だから、ひき逃げ事件も、誰かに、故意に、車で跳ねられたのだと思った。


だが、早原の死亡したひき逃げ事件が、事故だったとしても、襲われた事があるのは事実だ。

つまり、誰かに狙われていたのは、間違いない。

仲間割れでないとすれば、やはり浅水病院の関係者しか考えられない。


多田は、浅水病院の集金の一部を着服していた。

着服金額は、百万円程度。

預金通帳には、不自然な入金も無い。

銀行に預けず所持していても不思議でない程度の金額だ。


木崎の場合は、六年間で、一千二百万円。

年間換算で、二百万円。

ハヤブサの拡売企画が、年二回。

一回当り百万円。

賞与の時期だと、若干高額に思うが、手元に持っていても不自然ではない金額だ。

木崎は、独身だし、アパートの部屋に保管していたのだろうか。


多田もそうだが、木崎も突然、派手な生活になった様子はなかった。


多田の場合、退職後も毎月、勤めていた時以上の現金を家庭に入れていた。

木崎の場合は、退職して殺される約一年間、銀行の通帳には、引き落としされる家賃と公共料金程度が入金されているだけだ。

おそらく、多田と同じように、どかかから、現金収入があった筈だ。


早原の場合は、預金収支が、分からない。

林が、刑事課で発表する事は無い、と云い切ったのだから、不審な情報は無かったのだろう。

林は、刑事一課だけど、刑事二課でも発表は無いという事だ。


秋山は、早原が二人に現金を渡していたのだと思っていた。

浅水病院の誰かが、三人に現金を渡していた筈だ。


僅かだが、想像していた状況とは、違って来た。

これが、ただ単に僅かな誤差で止まるだろうか。

あるいは、全く違った様相を呈する事になるのか。

見届けたい。


秋山の頭の中で、一つ、早原のひき逃げ事件に、「済」のチェックが付いた。


林が、また、刑事の目で云った。

「実は、今日、呼び出したんは、浅水病院の件から、手え引けえ、ちゅうこっちゃ。

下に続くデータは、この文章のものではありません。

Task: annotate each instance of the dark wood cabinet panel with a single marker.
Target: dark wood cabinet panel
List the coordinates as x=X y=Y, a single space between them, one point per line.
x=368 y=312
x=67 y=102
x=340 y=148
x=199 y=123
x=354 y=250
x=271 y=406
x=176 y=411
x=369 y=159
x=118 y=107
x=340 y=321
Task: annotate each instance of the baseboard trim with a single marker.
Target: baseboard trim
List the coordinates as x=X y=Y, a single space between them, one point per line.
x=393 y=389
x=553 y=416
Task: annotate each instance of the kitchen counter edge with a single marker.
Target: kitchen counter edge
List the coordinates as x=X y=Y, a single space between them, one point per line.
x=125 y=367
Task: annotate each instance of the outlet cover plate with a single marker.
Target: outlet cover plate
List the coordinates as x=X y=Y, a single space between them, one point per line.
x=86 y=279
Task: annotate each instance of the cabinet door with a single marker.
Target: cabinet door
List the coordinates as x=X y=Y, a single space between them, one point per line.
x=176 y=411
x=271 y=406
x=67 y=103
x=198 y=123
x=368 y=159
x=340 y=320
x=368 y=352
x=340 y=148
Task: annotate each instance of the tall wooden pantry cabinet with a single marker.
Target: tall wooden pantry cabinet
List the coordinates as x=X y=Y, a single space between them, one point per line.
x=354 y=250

もう、関わるな」

林は、これ以上、深入りすると危険だと忠告するのだった。

後は、警察に委せろという事だ。

それは、分かっているのだが、どうしても、考えてしまう。


確かに、これ以上、犠牲者を出したくないという、大義名分は、あるのだが、

それ以上に好奇心の方が、勝っている。


秋山は、浅水病院の情報を得ようと事務員、広瀬さんを招いて一緒に酒を飲んだ。


その店で林と会った。

林が食事していたのは、偶然ではなかったのだろう。


林は、何も云わなかったが、浅水病院の広瀬さんを張り込んでいたのだろう。

広瀬さんを張り込んでいたとすると、浅水病院の事件と、関係があるという事だ。


また、一つ、確認する項目が増えた。

広瀬さんは、警察にマークされている。

広瀬さんが、多田と木崎、それと早原に現金を渡していたのか。

何のために。


まさか、警察は、広瀬さんが多田と木崎を殺害した犯人だと考えているのだろうか。

木崎は、どうか分からないが、多田は、体格が良い。

多田は、撲殺。

木崎は、絞殺されている。


果たして、広瀬さんに、二人を殺害出来るだろうか。

共犯者が居るという事か。


林が喫茶店から出て行った後も、暫く考え込んでいた。

秋山は、もう一杯、コーヒーを頼んだ。

これで三杯目だ。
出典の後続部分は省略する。